Two thinkers that I do not particularly have a high regard for — perhaps more due to their effects (and the way that their writings have made society superficial) than because of their ideas — are BF Skinner and Jacques Derrida.
Derrida, for instance — he correctly discerns the inevitability of in interpretive slippage between what is written and what is interpreted in the writing. However, he doesn’t at all seem to countenance that there could be a huge amount of tragedy involved in this. For someone who does not have a voice that anyone will listen to within a particular society, and who therefore takes to writing, so much of what it means to be recognised as human and as vitally real depends upon reception of the work without distortion. So the eternal play of différence may be, in practical terms, within a multicultural society, to some degree entirely necessary as well as inavoidable. Yet the agonising screams of the subaltern who has once again had his attempts to communicate denied should not fail to somehow reach our ears. Derrida’s system which accustoms us to embrace an approach of consumption of meanings as they appear to us on our own terms (that is, without seeking further elucidation, through examinings history and political context) enables us to accept with pleasure — but, on limited terms only, the existence of a mild alterity between oneself and others. One accepts, in other words, the joy of making (necessarily) false interpretations, as a lighthearted game. The radical alterity of the subaltern has nothing to offer us as material for this lighthearted game. His needs are more desperate than that — his necessity to be heard is not even a game, but a matter of life and death (in the emotional sense, and possibly in more ways than this, since actual death can be an outcome of being radically misunderstood.) Let us not be lazy, therefore, with interpretation.

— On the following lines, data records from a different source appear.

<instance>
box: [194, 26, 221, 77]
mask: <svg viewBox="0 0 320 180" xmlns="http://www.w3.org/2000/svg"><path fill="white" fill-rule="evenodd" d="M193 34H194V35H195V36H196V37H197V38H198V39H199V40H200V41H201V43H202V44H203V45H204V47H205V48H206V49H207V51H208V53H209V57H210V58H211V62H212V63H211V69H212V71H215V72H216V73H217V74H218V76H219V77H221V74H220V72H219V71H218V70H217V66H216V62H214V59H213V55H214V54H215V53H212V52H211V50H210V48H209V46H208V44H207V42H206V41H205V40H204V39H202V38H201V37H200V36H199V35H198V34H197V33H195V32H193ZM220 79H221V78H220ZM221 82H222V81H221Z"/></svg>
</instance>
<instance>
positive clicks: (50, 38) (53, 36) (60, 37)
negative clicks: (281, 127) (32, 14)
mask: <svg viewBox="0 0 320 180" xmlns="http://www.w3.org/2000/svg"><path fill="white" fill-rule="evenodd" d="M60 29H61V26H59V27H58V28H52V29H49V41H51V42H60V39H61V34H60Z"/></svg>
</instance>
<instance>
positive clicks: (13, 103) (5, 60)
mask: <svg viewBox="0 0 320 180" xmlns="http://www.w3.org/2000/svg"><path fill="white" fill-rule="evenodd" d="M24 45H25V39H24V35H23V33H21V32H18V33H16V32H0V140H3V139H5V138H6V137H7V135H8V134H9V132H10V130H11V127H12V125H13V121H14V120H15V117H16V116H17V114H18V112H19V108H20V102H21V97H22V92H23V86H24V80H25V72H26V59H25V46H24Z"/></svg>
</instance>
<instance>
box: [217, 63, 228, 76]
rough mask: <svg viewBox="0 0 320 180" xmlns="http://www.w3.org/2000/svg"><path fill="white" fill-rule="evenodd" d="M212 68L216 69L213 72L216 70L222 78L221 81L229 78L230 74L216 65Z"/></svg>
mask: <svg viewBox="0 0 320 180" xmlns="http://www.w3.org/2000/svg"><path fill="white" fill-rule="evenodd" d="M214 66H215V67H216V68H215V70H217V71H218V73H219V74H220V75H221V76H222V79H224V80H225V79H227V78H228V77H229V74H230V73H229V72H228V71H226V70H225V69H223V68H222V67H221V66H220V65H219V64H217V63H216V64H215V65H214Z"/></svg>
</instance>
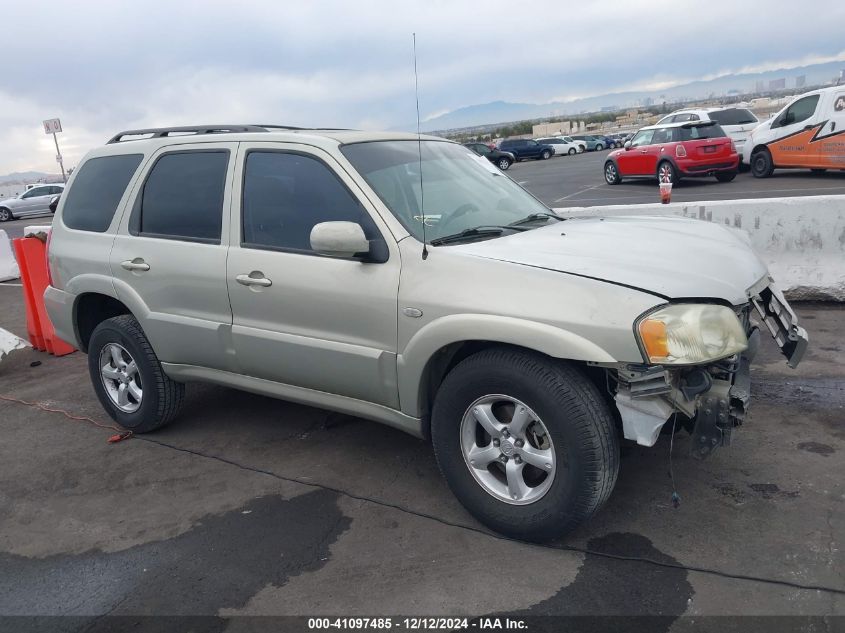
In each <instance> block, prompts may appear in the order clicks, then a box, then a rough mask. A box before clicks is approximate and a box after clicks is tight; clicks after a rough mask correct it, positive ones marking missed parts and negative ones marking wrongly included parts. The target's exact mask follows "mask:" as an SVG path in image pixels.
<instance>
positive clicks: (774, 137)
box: [743, 85, 845, 178]
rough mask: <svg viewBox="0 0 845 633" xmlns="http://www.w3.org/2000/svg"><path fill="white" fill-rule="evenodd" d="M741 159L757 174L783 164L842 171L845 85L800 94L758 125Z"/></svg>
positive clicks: (844, 130) (750, 136) (762, 172)
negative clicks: (770, 117)
mask: <svg viewBox="0 0 845 633" xmlns="http://www.w3.org/2000/svg"><path fill="white" fill-rule="evenodd" d="M743 161H744V162H747V163H748V164H750V165H751V173H752V174H754V175H755V176H756V177H757V178H767V177H769V176H771V175H772V172H773V171H774V170H775V169H782V168H805V169H807V168H809V169H811V170H812V171H815V172H823V171H826V170H828V169H840V170H843V171H845V85H843V86H832V87H830V88H822V89H820V90H813V91H810V92H807V93H805V94H803V95H800V96H798V97H796V98H795V99H794V100H793V101H792V102H791V103H790V104H789V105H787V106H786V107H785V108H783V110H781V111H780V112H778V113H777V114H776V115H775V116H774V117H772V118H771V119H769V120H768V121H766V122H765V123H762V124H761V125H759V126H757V127H756V128H755V129H754V130H753V131H752V132H751V136H750V137H749V139H748V142H746V144H745V147H744V148H743Z"/></svg>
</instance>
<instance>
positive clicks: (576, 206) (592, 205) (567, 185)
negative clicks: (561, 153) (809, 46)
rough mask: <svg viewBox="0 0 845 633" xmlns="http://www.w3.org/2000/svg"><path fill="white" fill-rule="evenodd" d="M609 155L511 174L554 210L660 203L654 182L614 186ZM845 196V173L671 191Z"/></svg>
mask: <svg viewBox="0 0 845 633" xmlns="http://www.w3.org/2000/svg"><path fill="white" fill-rule="evenodd" d="M608 153H609V152H608V151H607V150H605V151H601V152H586V153H584V154H578V155H577V156H555V157H552V158H551V159H549V160H540V161H534V160H531V161H523V162H520V163H516V164H514V165H512V166H511V168H510V169H509V170H508V172H507V173H508V175H509V176H510V177H511V178H513V179H514V180H516V181H517V182H519V183H520V184H522V185H523V186H524V187H526V188H527V189H528V190H529V191H531V192H532V193H533V194H534V195H536V196H537V197H538V198H540V199H541V200H542V201H543V202H545V203H546V204H548V205H549V206H551V207H582V206H583V207H592V206H598V205H610V204H640V203H649V202H658V201H659V200H660V195H659V193H658V189H657V181H656V180H654V179H641V180H632V179H629V180H624V181H623V182H622V184H619V185H615V186H610V185H608V184H606V183H605V182H604V176H603V172H602V168H603V165H604V162H605V161H606V160H607V155H608ZM842 194H845V172H842V171H839V172H827V173H823V174H813V173H810V171H809V170H779V171H775V173H774V175H773V176H772V177H771V178H766V179H760V178H754V177H753V176H752V175H751V174H750V173H748V172H743V173H740V174H739V175H738V176H737V177H736V179H735V180H734V181H733V182H729V183H721V182H716V179H715V178H712V177H711V178H687V179H685V180H682V181H681V182H680V183H679V184H678V186H676V187H675V188H674V190H673V191H672V201H673V202H691V201H700V200H735V199H744V198H779V197H792V196H819V195H842Z"/></svg>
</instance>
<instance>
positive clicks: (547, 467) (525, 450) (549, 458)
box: [517, 444, 555, 472]
mask: <svg viewBox="0 0 845 633" xmlns="http://www.w3.org/2000/svg"><path fill="white" fill-rule="evenodd" d="M517 455H519V456H520V457H521V458H522V461H524V462H526V463H527V464H531V465H532V466H535V467H536V468H539V469H540V470H544V471H546V472H548V471H549V470H551V469H552V468H554V465H555V461H554V459H555V458H554V453H553V452H552V451H551V450H550V449H546V450H544V451H543V450H539V449H537V448H534V447H533V446H531V445H529V444H526V445H525V446H523V447H522V448H518V449H517ZM549 466H551V468H549Z"/></svg>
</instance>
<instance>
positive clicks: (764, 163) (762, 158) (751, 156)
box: [751, 147, 775, 178]
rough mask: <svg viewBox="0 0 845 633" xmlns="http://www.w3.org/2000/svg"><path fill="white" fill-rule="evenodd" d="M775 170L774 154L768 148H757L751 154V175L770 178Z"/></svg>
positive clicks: (763, 177) (757, 177)
mask: <svg viewBox="0 0 845 633" xmlns="http://www.w3.org/2000/svg"><path fill="white" fill-rule="evenodd" d="M774 170H775V165H774V161H773V160H772V154H771V152H769V150H768V149H767V148H765V147H764V148H763V149H760V150H757V151H756V152H754V153H753V154H752V155H751V175H752V176H754V177H755V178H768V177H769V176H771V175H772V172H774Z"/></svg>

BF SKINNER: He doesn’t really tell us anything, beyond giving us some general principles that may as well be metaphysical, like yin and yang, for all of the predictive value that they have.
Of course, we all behave in certain ways to get rewards in life, and do our best to avoid various aversive stimulii. That is BF Skinner’s grand insight. So let us stop there. Beyond his assertion of this fact, his insights do not enable us to predict any single thing about any single person.
For right above the first layer of my feeling that something is an incentive, there lies an immediate disincentive, and above that the disincentive starts to look like an incentive again, but then through the power of my mind and will, I am actually able to conjure up its image as an overall aversive stimulus.
These are the layers of meanings we have in us — no doubt because we were conditioned through our early years by various experiences. Yet these experiences we had do not rest in our brains as isolated stimulii but in the form of comprehensive ideas and facts.
When I do kickboxing, I go towards an aversive stimulus. I suffer all sorts of mental and physical pains. Above that pain rests the reward of being more proficient. But above that positive stimulus there also remains the aversive stimulus of developing an injury. But, fortunately — above the likelihood of getting wounded rests the almost metaphysical delight of being able to look back in life and say that I’d achieved something.
So, don’t come at me with your aversive stimulus of pain and automatically expect me to pay you any mind. If life were simple like that, we would all be rats in a jar.